Work on visual discrimination, spatial relations, visual closure, figure ground, finger strength and dexterity, manual dexterity, in-hand manipulation, thinking skills, play and leisure exploration and participation, eye-hand coordination, using two hands together in a coordinated manner
In the box: A plastic grid, lots of plastic pieces including speaker, fan, whistle chip, slide switch, resistor, space war integrated circuit, music integrated circuit, battery holder, lamp socket, etc., instruction book with 101 electronic experiments
The kids who like this activity, REALLY like this activity. I have used it a lot to work on spatial skills. Build an electrical or electronic project from the book and IF everything is EXACTLY as it should be, something will happen - a fan may twirl and take off, an alarm could sound, or music might begin to play. Even something as small as a tiny light bulb going on is quite satisfying when you know you made it happen! The pieces have snaps on them that secure them to the plastic nubs on the base so that they stay in place, hence the name Snap Circuit. There are 101 projects and some take as few as 8 pieces, while others may take up to 25. The pieces are numbered according to the level. For instance, a model may have three layers that overlap. All pieces that are on the first layer are labeled 1, second layer are labeled 2, third layer labeled three, etc.
Some of the projects are flying saucer, voice control, motor space sounds, blinking double flashlight, space battle sounds, light-controlled lamp, light/water space war. I like the simple water alarm because every time you dip the jumper wires into the cup of water you get a different sound. And every time someone dips the jumper wires into the water I cringe. Water and electricity or electronics should never go together in my mind, so I quit using that project. I would not want anyone experimenting with that around the house. Requires 2 AA batteries. The plastic grid is marked with coordinates A-G and 1-10. It is an inexpensive activity and the quality of sound is not real clear, but fun none the less.

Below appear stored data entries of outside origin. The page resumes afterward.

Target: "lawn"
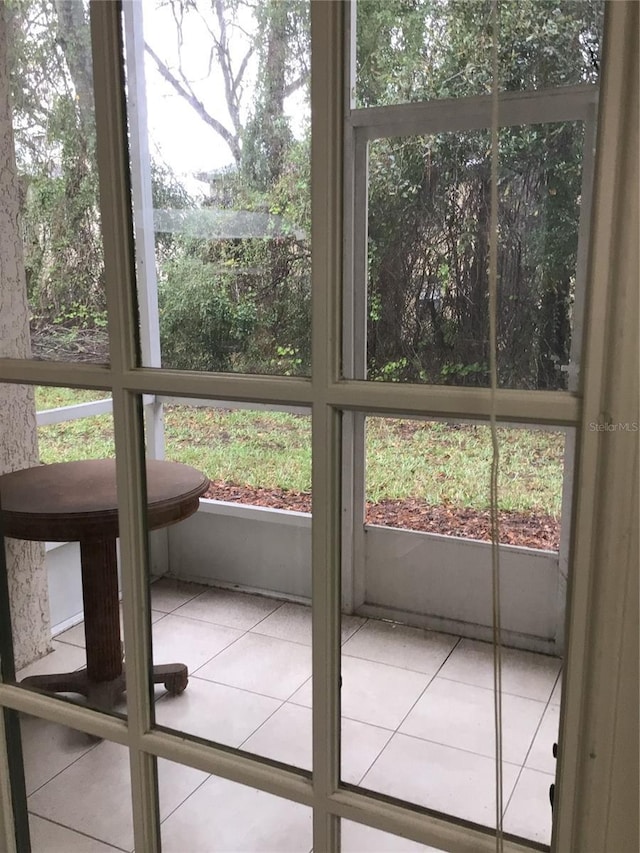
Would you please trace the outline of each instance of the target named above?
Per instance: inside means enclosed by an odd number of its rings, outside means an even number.
[[[90,391],[38,388],[39,410],[85,402]],[[42,462],[114,453],[110,415],[40,427]],[[166,455],[212,480],[303,492],[311,489],[311,420],[283,412],[169,406]],[[499,429],[500,507],[558,517],[564,435]],[[488,507],[491,439],[483,425],[369,418],[367,500],[419,498],[432,505]]]

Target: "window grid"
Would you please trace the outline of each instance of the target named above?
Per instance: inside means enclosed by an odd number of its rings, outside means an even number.
[[[316,92],[336,91],[333,84],[342,55],[342,8],[340,3],[314,3],[313,45],[320,72]],[[314,286],[314,366],[320,370],[312,382],[290,379],[256,379],[254,377],[201,376],[172,371],[138,369],[136,352],[135,311],[133,293],[135,277],[132,267],[131,222],[128,204],[128,161],[126,124],[122,103],[122,68],[119,4],[92,4],[93,48],[96,67],[96,112],[102,124],[98,134],[99,158],[104,186],[103,206],[111,215],[103,219],[106,270],[109,292],[112,365],[100,368],[90,365],[46,364],[42,362],[10,362],[0,360],[0,370],[8,381],[39,384],[66,384],[112,390],[119,462],[117,478],[122,496],[122,568],[125,590],[125,639],[133,650],[128,657],[129,718],[128,723],[81,707],[68,707],[57,699],[29,694],[11,685],[0,686],[0,702],[6,707],[34,713],[45,719],[64,722],[81,730],[129,746],[132,755],[134,829],[139,849],[159,849],[157,821],[157,780],[154,756],[182,761],[193,767],[217,773],[245,784],[253,784],[276,795],[285,796],[314,808],[317,849],[337,849],[336,816],[359,820],[380,829],[402,832],[424,843],[456,844],[460,850],[492,850],[492,833],[458,826],[453,819],[430,815],[427,810],[394,803],[388,798],[370,797],[346,788],[336,790],[339,700],[337,696],[337,636],[339,626],[339,590],[337,589],[337,524],[339,513],[334,500],[338,495],[340,475],[340,411],[372,413],[488,415],[488,391],[478,394],[429,387],[372,388],[365,382],[340,381],[336,378],[336,353],[331,342],[339,321],[339,252],[341,239],[339,205],[340,175],[335,157],[340,151],[342,129],[336,122],[340,114],[338,99],[331,95],[318,101],[317,126],[324,127],[323,143],[326,159],[315,157],[316,189],[314,219],[318,233],[326,243],[314,246],[316,273]],[[328,61],[327,61],[328,60]],[[322,76],[326,75],[322,80]],[[327,80],[328,78],[328,80]],[[315,103],[315,102],[314,102]],[[385,108],[386,109],[386,108]],[[392,108],[395,109],[395,108]],[[370,111],[367,111],[370,112]],[[403,131],[404,132],[404,131]],[[334,159],[332,160],[332,154]],[[338,158],[339,160],[339,158]],[[333,173],[330,169],[333,168]],[[324,198],[324,187],[331,179],[333,197]],[[109,198],[110,194],[113,197]],[[331,206],[333,205],[333,207]],[[321,214],[319,217],[318,214]],[[324,216],[322,216],[324,214]],[[325,230],[325,226],[326,230]],[[109,242],[110,241],[110,242]],[[109,249],[111,251],[109,251]],[[318,273],[317,270],[324,270]],[[324,278],[321,278],[324,276]],[[326,299],[326,302],[324,301]],[[115,344],[115,346],[114,346]],[[318,373],[320,374],[318,376]],[[314,766],[313,785],[305,774],[270,766],[268,762],[249,758],[212,745],[184,742],[183,738],[160,731],[149,731],[151,705],[146,679],[148,666],[148,593],[146,573],[134,566],[146,565],[144,535],[144,483],[142,453],[142,415],[139,394],[170,393],[176,396],[208,396],[242,401],[261,400],[290,405],[313,404],[314,451],[318,502],[324,507],[314,518]],[[226,392],[226,393],[225,393]],[[533,394],[533,399],[530,399]],[[536,423],[577,425],[580,400],[566,392],[511,392],[498,394],[499,415],[505,420],[529,420]],[[334,510],[327,510],[327,507]],[[324,566],[333,571],[324,571]],[[126,593],[125,593],[126,595]],[[328,618],[329,617],[329,618]],[[0,758],[6,756],[2,744]],[[319,769],[318,769],[319,767]],[[3,798],[5,825],[9,818]],[[8,821],[10,824],[10,820]],[[318,842],[324,842],[320,846]],[[536,845],[507,841],[505,850],[524,851]]]

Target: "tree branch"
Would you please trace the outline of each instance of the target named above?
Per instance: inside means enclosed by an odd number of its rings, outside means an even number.
[[[292,80],[291,83],[284,87],[284,97],[288,98],[289,95],[293,95],[293,93],[297,92],[301,86],[304,86],[307,80],[307,74],[301,74],[299,77],[296,77],[295,80]]]
[[[242,78],[244,77],[245,71],[247,70],[247,65],[249,64],[249,60],[251,59],[252,56],[253,56],[253,48],[250,47],[249,50],[246,52],[244,59],[240,63],[240,68],[238,69],[238,73],[236,74],[235,79],[233,81],[234,91],[237,91],[238,87],[242,83]]]
[[[180,81],[175,77],[175,75],[169,70],[169,68],[165,65],[165,63],[160,59],[160,57],[154,52],[154,50],[145,42],[144,49],[147,51],[149,56],[153,59],[156,64],[156,67],[160,74],[164,77],[164,79],[169,83],[173,89],[180,95],[181,98],[189,104],[189,106],[195,111],[197,116],[202,119],[205,124],[209,125],[218,136],[220,136],[229,146],[229,150],[233,155],[233,159],[236,163],[240,163],[240,141],[237,135],[231,133],[228,128],[226,128],[218,119],[214,118],[207,112],[206,107],[199,101],[198,98],[192,92],[189,92]]]

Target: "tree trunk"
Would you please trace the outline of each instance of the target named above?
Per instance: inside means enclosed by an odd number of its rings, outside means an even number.
[[[79,0],[56,0],[58,43],[73,80],[78,99],[82,132],[90,154],[95,148],[93,65],[89,21]]]
[[[0,3],[0,357],[30,356],[29,307],[11,107],[4,3]],[[0,474],[38,464],[33,389],[0,383]],[[16,668],[49,648],[49,594],[40,543],[5,540]]]

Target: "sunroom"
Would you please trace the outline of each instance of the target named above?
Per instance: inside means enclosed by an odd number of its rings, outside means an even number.
[[[603,8],[515,10],[9,9],[5,470],[115,456],[126,664],[19,686],[107,629],[80,535],[5,506],[17,849],[23,805],[41,850],[551,843]],[[205,485],[156,523],[163,460]]]

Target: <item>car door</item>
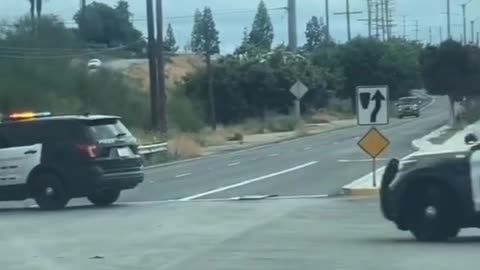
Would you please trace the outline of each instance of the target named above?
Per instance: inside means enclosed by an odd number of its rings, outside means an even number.
[[[25,184],[41,153],[41,144],[0,148],[0,186]]]

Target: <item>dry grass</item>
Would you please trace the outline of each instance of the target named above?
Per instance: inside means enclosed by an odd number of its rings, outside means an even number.
[[[295,127],[295,132],[297,134],[297,136],[306,136],[308,135],[308,128],[307,128],[307,125],[305,125],[305,122],[300,122],[297,124],[297,126]]]
[[[168,141],[168,152],[176,159],[199,157],[203,153],[202,147],[186,134]]]
[[[204,63],[200,56],[178,55],[171,57],[170,61],[165,65],[167,89],[174,89],[175,85],[182,82],[186,75],[194,73],[203,65]],[[148,63],[132,65],[124,71],[124,74],[129,76],[142,91],[150,89]]]

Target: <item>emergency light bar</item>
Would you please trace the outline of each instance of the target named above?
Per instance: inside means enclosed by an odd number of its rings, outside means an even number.
[[[40,117],[47,117],[51,116],[50,112],[22,112],[22,113],[13,113],[10,114],[7,119],[9,120],[21,120],[21,119],[32,119],[32,118],[40,118]]]

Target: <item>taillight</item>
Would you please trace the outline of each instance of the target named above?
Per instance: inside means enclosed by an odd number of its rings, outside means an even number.
[[[81,144],[77,145],[77,148],[89,158],[93,159],[98,157],[98,147],[94,144]]]

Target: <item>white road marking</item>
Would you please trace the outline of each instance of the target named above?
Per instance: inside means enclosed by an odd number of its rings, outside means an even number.
[[[246,181],[243,181],[243,182],[240,182],[240,183],[237,183],[237,184],[233,184],[233,185],[230,185],[230,186],[225,186],[225,187],[217,188],[217,189],[210,190],[210,191],[207,191],[207,192],[204,192],[204,193],[199,193],[199,194],[196,194],[196,195],[185,197],[183,199],[180,199],[180,201],[195,200],[195,199],[205,197],[205,196],[208,196],[208,195],[211,195],[211,194],[219,193],[219,192],[222,192],[222,191],[225,191],[225,190],[234,189],[234,188],[237,188],[237,187],[245,186],[245,185],[252,184],[252,183],[255,183],[255,182],[258,182],[258,181],[262,181],[262,180],[265,180],[265,179],[273,178],[275,176],[279,176],[279,175],[282,175],[282,174],[286,174],[286,173],[290,173],[290,172],[293,172],[293,171],[301,170],[303,168],[315,165],[317,163],[318,163],[318,161],[311,161],[311,162],[308,162],[308,163],[305,163],[305,164],[302,164],[302,165],[299,165],[299,166],[296,166],[296,167],[292,167],[290,169],[286,169],[286,170],[283,170],[283,171],[267,174],[267,175],[264,175],[264,176],[249,179],[249,180],[246,180]]]
[[[387,161],[388,158],[377,158],[376,161]],[[348,162],[372,162],[372,159],[339,159],[338,162],[348,163]]]
[[[190,176],[192,175],[191,173],[182,173],[182,174],[178,174],[178,175],[175,175],[175,178],[182,178],[182,177],[187,177],[187,176]]]
[[[270,154],[270,155],[268,155],[268,156],[269,156],[269,157],[278,157],[278,156],[280,156],[280,154],[275,153],[275,154]]]
[[[228,164],[228,167],[234,167],[234,166],[238,166],[240,165],[240,162],[232,162],[230,164]]]
[[[311,146],[307,146],[307,147],[303,148],[304,151],[308,151],[308,150],[310,150],[310,149],[312,149]]]

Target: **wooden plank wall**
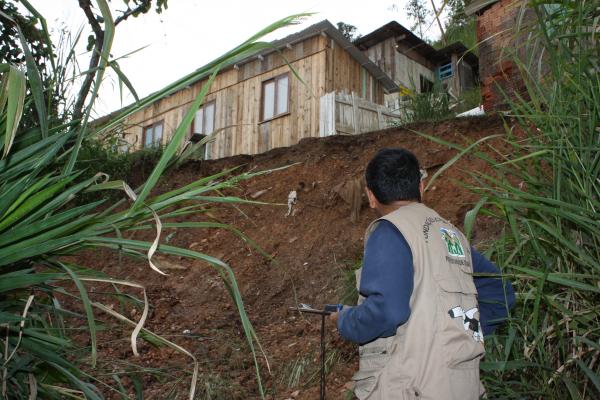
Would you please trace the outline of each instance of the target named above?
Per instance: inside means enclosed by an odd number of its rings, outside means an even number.
[[[331,49],[330,65],[333,65],[333,68],[331,69],[331,89],[328,87],[328,90],[347,94],[356,93],[366,100],[383,104],[384,91],[381,83],[333,40],[330,40],[329,46]],[[366,78],[366,88],[363,86],[363,74]]]
[[[394,82],[409,89],[414,86],[417,93],[421,91],[419,75],[427,77],[432,82],[434,81],[436,65],[414,49],[403,45],[402,42],[398,44],[398,49],[396,49],[396,39],[394,37],[377,43],[365,53]]]
[[[327,39],[316,35],[292,48],[255,58],[237,68],[219,73],[205,102],[215,100],[215,141],[211,158],[255,154],[274,147],[289,146],[301,138],[319,135],[319,98],[325,93],[325,46]],[[291,72],[287,59],[304,84]],[[270,122],[259,121],[262,82],[289,72],[290,112]],[[163,145],[171,139],[205,80],[163,98],[131,115],[124,138],[133,149],[143,147],[143,128],[163,121]],[[225,129],[222,129],[225,128]],[[190,131],[191,133],[191,131]]]
[[[324,64],[324,52],[291,63],[304,83],[286,65],[225,88],[214,97],[211,95],[209,100],[214,98],[217,105],[215,129],[226,129],[216,133],[209,146],[209,158],[262,153],[298,143],[304,137],[318,136],[319,87],[324,82]],[[283,73],[290,74],[289,113],[261,122],[262,82]]]
[[[381,84],[328,36],[313,36],[284,48],[282,53],[303,82],[277,52],[217,75],[205,99],[205,102],[214,100],[216,109],[216,133],[207,146],[209,158],[257,154],[296,144],[305,137],[319,136],[321,96],[327,91],[360,95],[363,75],[367,99],[383,104]],[[261,122],[262,82],[286,72],[290,83],[289,113]],[[159,121],[164,123],[162,144],[168,143],[203,84],[204,81],[197,82],[130,116],[124,138],[132,149],[143,147],[143,128]]]
[[[332,94],[333,92],[326,96]],[[335,121],[335,133],[338,134],[358,134],[385,129],[390,127],[393,122],[400,121],[399,114],[392,113],[387,107],[354,94],[335,94],[332,111],[335,115],[326,116],[326,118]],[[324,132],[323,136],[329,134],[332,133]]]

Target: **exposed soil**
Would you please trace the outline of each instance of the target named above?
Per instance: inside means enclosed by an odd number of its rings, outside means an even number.
[[[351,206],[332,189],[360,178],[373,154],[383,147],[413,151],[431,178],[456,151],[418,136],[412,130],[446,141],[467,145],[492,134],[503,133],[497,118],[473,118],[420,124],[410,129],[388,129],[357,136],[305,139],[298,145],[275,149],[257,156],[236,156],[215,161],[189,162],[166,176],[158,192],[171,190],[223,169],[242,165],[240,171],[259,171],[288,165],[287,169],[243,181],[228,193],[269,203],[286,203],[288,193],[298,190],[294,215],[287,206],[223,206],[186,220],[214,219],[231,224],[254,240],[274,261],[252,249],[235,234],[217,229],[164,230],[162,243],[204,252],[233,268],[246,310],[270,362],[261,372],[273,399],[317,399],[320,319],[300,317],[288,307],[300,302],[320,306],[337,303],[348,286],[348,271],[361,258],[365,228],[375,218],[363,201],[356,223]],[[477,198],[461,185],[470,182],[468,171],[485,165],[466,156],[443,172],[426,192],[424,202],[443,217],[462,226],[465,213]],[[260,193],[262,192],[262,193]],[[258,196],[257,196],[258,195]],[[497,227],[480,221],[474,243],[492,238]],[[127,234],[128,238],[150,239],[150,233]],[[87,252],[82,263],[102,268],[107,274],[146,286],[152,310],[146,327],[191,351],[200,362],[197,398],[257,398],[258,389],[251,353],[243,336],[237,311],[215,270],[205,263],[158,256],[169,272],[163,277],[147,262],[119,257],[110,251]],[[97,290],[99,290],[97,288]],[[140,296],[134,290],[131,293]],[[113,301],[114,302],[114,301]],[[115,309],[119,304],[112,304]],[[132,319],[139,311],[125,309]],[[328,375],[328,399],[343,399],[347,383],[357,368],[356,349],[344,343],[328,326],[328,351],[334,357]],[[115,370],[136,362],[148,370],[141,375],[145,398],[187,398],[191,363],[166,347],[140,340],[140,358],[131,355],[127,342],[130,328],[104,332],[99,342],[100,358]],[[106,367],[106,365],[105,365]],[[156,370],[153,370],[156,369]],[[288,387],[293,373],[303,372],[300,384]],[[156,372],[156,374],[155,374]],[[129,379],[124,379],[127,387]],[[133,389],[132,389],[133,390]],[[132,392],[133,393],[133,392]],[[107,393],[109,395],[109,393]],[[172,396],[172,397],[169,397]],[[115,397],[117,398],[117,397]]]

- Use a project that did not work as a natural opportunity for problem solving. Compare each piece to the book and see what went wrong and fix it.
- Call out each piece and its coordinates so that an individual not looking at the book can put it together.
- Use a popsicle stick to pry pieces out of the plastic holder if you can't get them out easily.
- Hand the pieces one at a time while pointing to where it goes on the grid for beginners. Reduce your assistance as the individual progresses.